5. Engage more female scientists in raising the right questions and searching for sound answers if the sizeable women science community of the OIC is to contribute to the development of the Ummah. Even in developed countries today, the upper levels of the occupational ladder in science and technology women are under-represented. Women graduates in science and technology count for only one fifth of full professors in research institutions. This phenomenon has been aptly called the leaky pipeline or the glass ceiling. What is needed is an integrated approach that includes mentoring, science education, recognition and the promulgation of best practices;

6. Recognise that a salient feature of modern science is its greater autonomy from the public. This has resulted in the codification and institutionalization of the scientists’ professional role and the emergence of a divide between scientists on the one hand, the polity and the media on the other. The media has a considerable role in promoting science and technology and scientists need to communicate with the general public, policy-makers, and the media. Scientific institutes need to open lines of communication with, and engage more with the outside world; and

7. Appreciate that advice on science, technology, and innovation needs to reach policymakers. For this to happen, an institutional framework needs to be created and commitment needs to be garnered to support it. At the university level, we must integrate rather than segregate students especially from the science and literary streams so that all future leaders appreciate the value of science as a means of socioeconomic advancement. Advisory structures differ across countries. In many countries science advisors report to the president or prime minister and national science academies provide political leaders with advice. The advisory processes should be able to gauge public opinion about science, technology, and innovation.
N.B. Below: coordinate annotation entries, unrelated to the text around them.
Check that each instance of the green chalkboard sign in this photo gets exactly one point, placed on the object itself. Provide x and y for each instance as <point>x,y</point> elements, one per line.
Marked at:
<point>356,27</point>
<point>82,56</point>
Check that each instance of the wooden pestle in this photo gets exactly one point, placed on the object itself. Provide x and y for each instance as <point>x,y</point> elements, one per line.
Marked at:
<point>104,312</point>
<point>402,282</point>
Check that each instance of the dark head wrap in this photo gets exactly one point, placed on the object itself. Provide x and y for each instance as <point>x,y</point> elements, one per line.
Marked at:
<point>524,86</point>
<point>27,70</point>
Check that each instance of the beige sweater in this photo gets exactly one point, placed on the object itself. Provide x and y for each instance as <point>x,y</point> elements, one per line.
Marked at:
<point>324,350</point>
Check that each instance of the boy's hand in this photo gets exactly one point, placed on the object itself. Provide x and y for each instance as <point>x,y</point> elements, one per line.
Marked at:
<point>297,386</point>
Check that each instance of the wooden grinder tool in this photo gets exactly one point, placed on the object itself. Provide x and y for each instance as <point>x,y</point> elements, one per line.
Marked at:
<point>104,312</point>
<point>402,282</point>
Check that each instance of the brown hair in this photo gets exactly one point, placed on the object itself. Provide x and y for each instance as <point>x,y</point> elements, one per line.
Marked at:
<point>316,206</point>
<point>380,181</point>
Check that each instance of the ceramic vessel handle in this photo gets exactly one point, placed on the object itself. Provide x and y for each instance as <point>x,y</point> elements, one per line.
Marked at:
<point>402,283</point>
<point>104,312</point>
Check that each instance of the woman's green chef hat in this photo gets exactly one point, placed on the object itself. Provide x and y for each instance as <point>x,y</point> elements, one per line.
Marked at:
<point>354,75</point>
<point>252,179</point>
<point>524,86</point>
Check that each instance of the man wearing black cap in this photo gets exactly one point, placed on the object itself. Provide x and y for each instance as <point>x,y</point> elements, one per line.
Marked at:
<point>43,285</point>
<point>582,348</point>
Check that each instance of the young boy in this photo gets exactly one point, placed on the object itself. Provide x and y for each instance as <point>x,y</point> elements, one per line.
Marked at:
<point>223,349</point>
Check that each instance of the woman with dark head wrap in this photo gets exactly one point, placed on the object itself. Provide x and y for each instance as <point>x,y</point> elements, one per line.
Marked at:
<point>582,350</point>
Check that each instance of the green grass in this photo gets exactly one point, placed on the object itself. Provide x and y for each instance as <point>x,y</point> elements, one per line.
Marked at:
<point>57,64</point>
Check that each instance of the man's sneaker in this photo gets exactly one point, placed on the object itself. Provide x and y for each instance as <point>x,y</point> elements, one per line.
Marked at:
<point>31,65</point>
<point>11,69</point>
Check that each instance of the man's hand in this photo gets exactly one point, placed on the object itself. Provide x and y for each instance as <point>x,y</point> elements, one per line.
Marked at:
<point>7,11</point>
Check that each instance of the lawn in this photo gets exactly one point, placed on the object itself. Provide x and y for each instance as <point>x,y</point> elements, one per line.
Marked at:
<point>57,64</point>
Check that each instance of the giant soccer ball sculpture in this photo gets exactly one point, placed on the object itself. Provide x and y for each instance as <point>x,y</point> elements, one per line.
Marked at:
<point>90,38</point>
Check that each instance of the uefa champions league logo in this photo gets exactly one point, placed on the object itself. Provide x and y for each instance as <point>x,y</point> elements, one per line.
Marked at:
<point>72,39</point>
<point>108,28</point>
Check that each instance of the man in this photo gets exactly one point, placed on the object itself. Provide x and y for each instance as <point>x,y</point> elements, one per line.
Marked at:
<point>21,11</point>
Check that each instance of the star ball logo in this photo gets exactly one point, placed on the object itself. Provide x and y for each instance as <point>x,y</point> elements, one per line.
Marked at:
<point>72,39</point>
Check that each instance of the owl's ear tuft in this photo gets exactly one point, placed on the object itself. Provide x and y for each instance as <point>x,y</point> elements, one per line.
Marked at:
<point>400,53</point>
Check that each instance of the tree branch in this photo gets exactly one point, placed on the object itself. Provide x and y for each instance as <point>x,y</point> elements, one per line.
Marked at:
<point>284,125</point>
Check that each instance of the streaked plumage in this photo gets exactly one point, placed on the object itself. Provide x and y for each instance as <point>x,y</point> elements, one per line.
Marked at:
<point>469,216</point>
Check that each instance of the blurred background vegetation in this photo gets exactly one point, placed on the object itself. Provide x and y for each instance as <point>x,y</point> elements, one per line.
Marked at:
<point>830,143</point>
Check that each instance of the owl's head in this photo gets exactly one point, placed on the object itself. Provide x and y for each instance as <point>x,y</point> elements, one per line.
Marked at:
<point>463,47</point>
At the level of the OIC, appropriate mechanisms should be worked out by the IAS to provide advice to OIC heads of state, parliamentarians and other decision-makers.


a) Expresses its deep concern for the safety and well-being of all Iraqi scientists, academics and educationalists both inside and outside Iraq; and

b) Extends its appreciation to the His Royal Highness the Sultan of Selangor and the State of Selangor for hosting the conference; to the University of Industry of Selangor (UNISEL) and the International Islamic Academy of Life Sciences and Biotechnology (IIALSB) for coordinating local arrangements; the Islamic Development Bank; COMSTECH; OPEC Fund for International Development (OFID); Perdana Leadership Foundation; United Nations Educational, Scientific and Cultural Organisation (UNESCO); Arab Potash Company; and the Jordan Phosphate Mines Company for generously sponsoring this international scientific congregation.